Repairing A Broken Headstock Using Reinforcement Splines

One of the most common structural repairs we deal with in the shop is the case of the broken headstock. While guitars are generally pretty well designed to withstand the abuse we musicians tend to put them through, the headstock is their Achilles’ Heel. A couple of factors play into this: first, most Gibson guitars or Gibson inspired guitars are made with some variety of mahogany for the neck material, which is on the softer side of the hardwood spectrum. On top of that, these designs often have a carved angled headstock, leaving the end-grain of the wood exposed (some use a scarf joint instead of a carved headstock, which is stronger, but is still susceptible to breaking). Plus a lot of wood is cut away for the truss rod access, right at the weakest point of the neck. This all adds up to a perfect storm of structural vulnerability.

You may be asking yourself: “Why do they build guitars with angled headstocks and soft wood?” Tone is why. The angled headstock creates a better break-angle across the nut which allows the open string to ring free and clear of any unwanted string vibration behind the nut, and mahogany has a warm and rich resonate quality that people adore. We often say you can build a guitar to last, or you can build a guitar to sound good. You can’t always have both.

This Ibanez Artcore  came in with a nasty broken headstock.
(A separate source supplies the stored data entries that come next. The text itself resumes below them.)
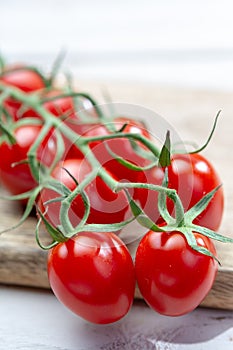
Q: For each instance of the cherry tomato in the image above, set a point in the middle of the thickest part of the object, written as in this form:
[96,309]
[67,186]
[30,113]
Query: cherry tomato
[172,277]
[193,176]
[106,206]
[24,79]
[15,174]
[93,275]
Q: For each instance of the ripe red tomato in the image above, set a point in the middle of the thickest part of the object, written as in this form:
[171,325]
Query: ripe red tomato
[93,275]
[193,176]
[17,178]
[106,206]
[24,79]
[172,277]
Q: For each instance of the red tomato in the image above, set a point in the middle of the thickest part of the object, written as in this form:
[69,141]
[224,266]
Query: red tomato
[172,277]
[106,206]
[24,79]
[192,176]
[17,178]
[93,275]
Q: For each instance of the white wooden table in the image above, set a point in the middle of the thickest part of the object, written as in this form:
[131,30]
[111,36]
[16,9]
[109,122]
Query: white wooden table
[34,319]
[173,43]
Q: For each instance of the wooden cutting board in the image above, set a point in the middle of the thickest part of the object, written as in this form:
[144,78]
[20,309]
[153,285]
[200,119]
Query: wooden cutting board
[190,114]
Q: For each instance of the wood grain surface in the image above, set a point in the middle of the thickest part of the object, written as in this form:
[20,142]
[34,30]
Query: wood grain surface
[190,114]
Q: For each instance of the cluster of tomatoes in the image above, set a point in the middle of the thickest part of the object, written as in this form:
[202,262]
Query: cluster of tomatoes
[92,272]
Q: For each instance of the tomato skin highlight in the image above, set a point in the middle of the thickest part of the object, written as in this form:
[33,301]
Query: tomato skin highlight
[93,275]
[172,277]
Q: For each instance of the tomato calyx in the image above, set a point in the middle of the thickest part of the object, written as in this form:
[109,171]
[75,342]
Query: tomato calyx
[182,221]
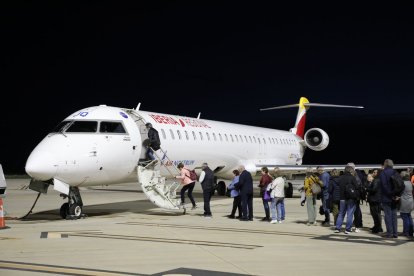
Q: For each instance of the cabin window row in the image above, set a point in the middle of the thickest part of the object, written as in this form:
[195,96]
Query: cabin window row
[234,138]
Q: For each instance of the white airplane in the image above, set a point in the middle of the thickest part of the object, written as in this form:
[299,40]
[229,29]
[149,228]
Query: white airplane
[103,145]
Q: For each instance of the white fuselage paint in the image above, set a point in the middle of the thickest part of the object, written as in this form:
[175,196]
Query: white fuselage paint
[88,159]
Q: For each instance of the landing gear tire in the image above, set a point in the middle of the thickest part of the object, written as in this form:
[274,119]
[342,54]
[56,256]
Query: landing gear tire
[75,210]
[64,210]
[221,188]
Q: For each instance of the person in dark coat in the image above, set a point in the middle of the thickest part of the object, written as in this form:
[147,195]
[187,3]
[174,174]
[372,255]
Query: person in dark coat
[153,141]
[347,202]
[207,184]
[374,200]
[245,185]
[389,205]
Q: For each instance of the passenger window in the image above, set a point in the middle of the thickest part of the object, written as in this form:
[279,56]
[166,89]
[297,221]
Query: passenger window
[83,126]
[111,127]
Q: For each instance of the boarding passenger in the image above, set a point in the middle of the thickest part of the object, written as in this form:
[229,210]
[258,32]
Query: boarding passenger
[334,193]
[407,205]
[235,194]
[326,200]
[245,185]
[389,204]
[374,200]
[207,183]
[277,194]
[154,141]
[348,197]
[188,185]
[311,179]
[265,180]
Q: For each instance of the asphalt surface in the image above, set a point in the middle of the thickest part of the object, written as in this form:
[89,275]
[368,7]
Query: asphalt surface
[124,234]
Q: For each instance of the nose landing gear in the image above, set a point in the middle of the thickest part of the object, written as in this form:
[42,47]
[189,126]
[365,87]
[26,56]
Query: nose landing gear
[73,208]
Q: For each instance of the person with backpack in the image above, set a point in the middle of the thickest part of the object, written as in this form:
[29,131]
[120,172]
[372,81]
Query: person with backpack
[265,180]
[389,204]
[348,197]
[407,205]
[334,193]
[235,194]
[312,186]
[188,185]
[207,184]
[374,200]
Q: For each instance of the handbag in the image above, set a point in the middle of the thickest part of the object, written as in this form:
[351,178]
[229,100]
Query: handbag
[266,196]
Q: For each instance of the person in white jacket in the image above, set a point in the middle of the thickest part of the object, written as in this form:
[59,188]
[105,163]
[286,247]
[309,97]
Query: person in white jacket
[277,194]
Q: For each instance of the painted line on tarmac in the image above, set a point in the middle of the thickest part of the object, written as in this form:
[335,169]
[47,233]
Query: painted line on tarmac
[223,229]
[166,240]
[56,269]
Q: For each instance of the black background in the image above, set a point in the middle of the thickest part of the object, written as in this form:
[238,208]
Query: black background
[223,60]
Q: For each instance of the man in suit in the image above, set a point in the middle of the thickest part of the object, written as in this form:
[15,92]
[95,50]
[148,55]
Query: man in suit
[245,185]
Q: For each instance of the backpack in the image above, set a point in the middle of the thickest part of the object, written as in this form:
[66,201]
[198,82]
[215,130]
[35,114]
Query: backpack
[193,175]
[351,192]
[397,184]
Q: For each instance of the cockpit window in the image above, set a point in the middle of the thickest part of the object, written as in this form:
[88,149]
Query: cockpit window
[111,127]
[83,126]
[61,126]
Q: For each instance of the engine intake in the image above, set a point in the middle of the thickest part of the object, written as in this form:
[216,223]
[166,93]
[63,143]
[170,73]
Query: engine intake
[316,139]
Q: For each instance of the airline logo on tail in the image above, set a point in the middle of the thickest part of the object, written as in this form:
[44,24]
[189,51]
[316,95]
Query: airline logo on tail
[304,104]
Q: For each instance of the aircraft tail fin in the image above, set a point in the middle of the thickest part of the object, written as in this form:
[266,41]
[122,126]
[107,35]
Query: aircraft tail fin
[304,104]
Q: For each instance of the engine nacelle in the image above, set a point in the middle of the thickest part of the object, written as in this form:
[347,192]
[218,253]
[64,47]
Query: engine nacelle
[316,139]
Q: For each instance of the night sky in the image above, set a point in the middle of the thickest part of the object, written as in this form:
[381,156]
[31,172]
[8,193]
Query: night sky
[223,61]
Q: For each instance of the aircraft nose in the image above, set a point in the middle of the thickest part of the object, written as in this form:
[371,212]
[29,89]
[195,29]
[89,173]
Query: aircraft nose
[41,165]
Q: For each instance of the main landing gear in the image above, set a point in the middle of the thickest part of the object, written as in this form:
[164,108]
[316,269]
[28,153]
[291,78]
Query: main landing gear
[73,208]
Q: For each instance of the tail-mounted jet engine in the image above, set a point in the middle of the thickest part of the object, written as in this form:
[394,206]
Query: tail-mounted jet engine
[316,139]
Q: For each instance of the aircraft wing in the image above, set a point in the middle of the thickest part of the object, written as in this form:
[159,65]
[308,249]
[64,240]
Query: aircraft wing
[301,169]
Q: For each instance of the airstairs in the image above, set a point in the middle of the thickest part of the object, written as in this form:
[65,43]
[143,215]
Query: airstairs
[154,186]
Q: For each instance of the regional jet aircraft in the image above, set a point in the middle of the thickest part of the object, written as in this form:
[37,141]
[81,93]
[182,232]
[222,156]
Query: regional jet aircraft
[103,145]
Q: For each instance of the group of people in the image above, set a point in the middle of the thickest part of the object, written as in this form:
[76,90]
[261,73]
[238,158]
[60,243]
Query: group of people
[341,193]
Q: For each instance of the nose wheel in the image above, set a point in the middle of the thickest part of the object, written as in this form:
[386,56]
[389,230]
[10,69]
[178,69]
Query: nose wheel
[73,208]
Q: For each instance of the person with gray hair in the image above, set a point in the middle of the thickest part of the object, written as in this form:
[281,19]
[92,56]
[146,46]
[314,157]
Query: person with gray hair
[389,205]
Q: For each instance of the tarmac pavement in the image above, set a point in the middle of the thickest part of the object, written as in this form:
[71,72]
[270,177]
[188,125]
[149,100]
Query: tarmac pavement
[125,234]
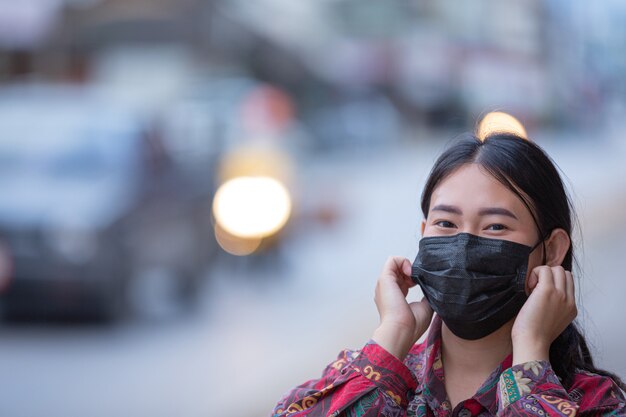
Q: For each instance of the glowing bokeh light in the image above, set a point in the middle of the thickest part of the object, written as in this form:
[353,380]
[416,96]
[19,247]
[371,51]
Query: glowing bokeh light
[252,207]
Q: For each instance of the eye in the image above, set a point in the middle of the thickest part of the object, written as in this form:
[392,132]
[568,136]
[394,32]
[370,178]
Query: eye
[496,227]
[444,223]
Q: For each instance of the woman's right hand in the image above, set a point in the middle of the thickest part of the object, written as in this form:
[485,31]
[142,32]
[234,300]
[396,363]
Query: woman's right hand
[401,322]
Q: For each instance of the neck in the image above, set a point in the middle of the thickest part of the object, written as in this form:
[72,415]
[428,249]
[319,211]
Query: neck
[481,356]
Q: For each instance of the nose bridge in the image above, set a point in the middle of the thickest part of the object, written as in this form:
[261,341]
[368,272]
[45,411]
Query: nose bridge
[469,226]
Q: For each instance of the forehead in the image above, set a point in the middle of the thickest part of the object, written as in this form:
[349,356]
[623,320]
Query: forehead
[470,188]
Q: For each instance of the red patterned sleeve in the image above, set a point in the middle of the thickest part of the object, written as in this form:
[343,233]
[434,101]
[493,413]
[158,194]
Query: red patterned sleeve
[532,389]
[371,380]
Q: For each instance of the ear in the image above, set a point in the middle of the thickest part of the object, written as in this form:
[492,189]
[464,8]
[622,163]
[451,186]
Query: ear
[557,246]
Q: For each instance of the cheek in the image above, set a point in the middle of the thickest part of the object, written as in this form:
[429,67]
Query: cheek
[534,260]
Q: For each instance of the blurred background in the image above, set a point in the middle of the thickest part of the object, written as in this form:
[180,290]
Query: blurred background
[197,196]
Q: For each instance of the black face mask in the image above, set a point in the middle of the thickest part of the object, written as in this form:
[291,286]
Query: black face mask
[474,284]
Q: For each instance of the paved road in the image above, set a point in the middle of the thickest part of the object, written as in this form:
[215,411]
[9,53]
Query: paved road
[260,330]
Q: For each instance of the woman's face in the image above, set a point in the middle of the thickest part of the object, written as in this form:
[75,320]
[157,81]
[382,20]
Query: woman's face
[470,200]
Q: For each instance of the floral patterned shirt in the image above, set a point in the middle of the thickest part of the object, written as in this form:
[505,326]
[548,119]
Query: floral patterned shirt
[372,382]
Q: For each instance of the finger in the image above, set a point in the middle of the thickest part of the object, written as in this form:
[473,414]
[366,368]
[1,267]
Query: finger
[531,282]
[558,274]
[570,286]
[544,277]
[406,267]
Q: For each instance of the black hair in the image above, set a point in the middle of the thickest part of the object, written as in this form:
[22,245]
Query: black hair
[525,169]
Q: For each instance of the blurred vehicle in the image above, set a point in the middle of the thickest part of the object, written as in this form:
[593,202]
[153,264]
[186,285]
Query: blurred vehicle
[91,202]
[248,122]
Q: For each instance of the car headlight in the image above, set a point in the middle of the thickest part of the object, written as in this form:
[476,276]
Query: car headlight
[77,246]
[252,207]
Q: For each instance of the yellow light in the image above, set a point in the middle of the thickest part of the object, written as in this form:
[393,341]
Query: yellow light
[252,207]
[500,122]
[236,245]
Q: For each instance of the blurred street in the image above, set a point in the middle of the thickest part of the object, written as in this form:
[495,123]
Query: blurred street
[262,328]
[197,196]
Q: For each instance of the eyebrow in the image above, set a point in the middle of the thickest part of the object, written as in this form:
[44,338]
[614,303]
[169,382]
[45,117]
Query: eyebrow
[482,212]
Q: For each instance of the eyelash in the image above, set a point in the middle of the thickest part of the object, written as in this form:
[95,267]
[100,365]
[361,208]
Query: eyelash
[449,224]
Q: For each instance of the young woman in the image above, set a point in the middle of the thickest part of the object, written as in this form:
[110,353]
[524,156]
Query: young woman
[494,264]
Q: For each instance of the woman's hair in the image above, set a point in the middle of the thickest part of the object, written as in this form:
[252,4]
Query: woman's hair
[526,170]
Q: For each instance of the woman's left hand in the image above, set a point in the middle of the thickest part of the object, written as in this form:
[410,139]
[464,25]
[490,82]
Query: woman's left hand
[549,309]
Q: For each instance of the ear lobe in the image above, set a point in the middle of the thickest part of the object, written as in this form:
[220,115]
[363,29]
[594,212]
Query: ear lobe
[557,246]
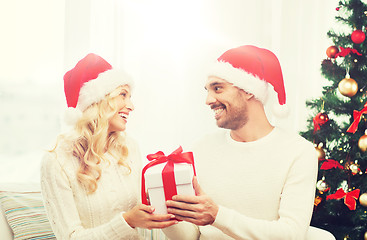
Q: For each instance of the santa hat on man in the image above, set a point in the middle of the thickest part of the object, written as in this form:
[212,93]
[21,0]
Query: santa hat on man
[88,82]
[256,71]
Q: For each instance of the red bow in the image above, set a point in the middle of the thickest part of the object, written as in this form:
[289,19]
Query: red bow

It took a bad fall and the headstock snapped completely off of the guitar at the scarf joint, and sheered off well into the neck exposing the truss rod, the underside of the fingerboard, and the jagged, splintered end-grain of the mahogany neck. It was an ugly break.

First, I had to re-align all the broken edges so the two pieces would fit back together without any gaps, then I glued and clamped the neck using some Titebond Original Wood Glue and purpose-designed clamping cauls.

All in one piece again!

Some would stop here and string ‘er up, but the structural integrity of this neck was still very much in question, and we don’t take any chances. I designed and built a headstock splining router sled to install reinforcement splines that maximize the structural integrity around the break, ultimately resulting in a headstock that is stronger than it was when it left the factory.

With the neck perfectly centered in the fixture, I used our Festool plunge router to cut spline channels into the neck that extend from just beyond the edge of the scarf joint all the way past the break in the headstock.

I used quarter-sawn African Sipo mahogany for the reinforcement splines, which is denser and stronger than the neck material. It’s good stuff.

I used Titebond to glue them in place.

Using a combination of rasps, files, carving knives, and sand paper I then carved and shaped the splines flush with the neck.

A little bit of finish work put the final touches on this repair.

Good as new! Actually, better than new. Came out great!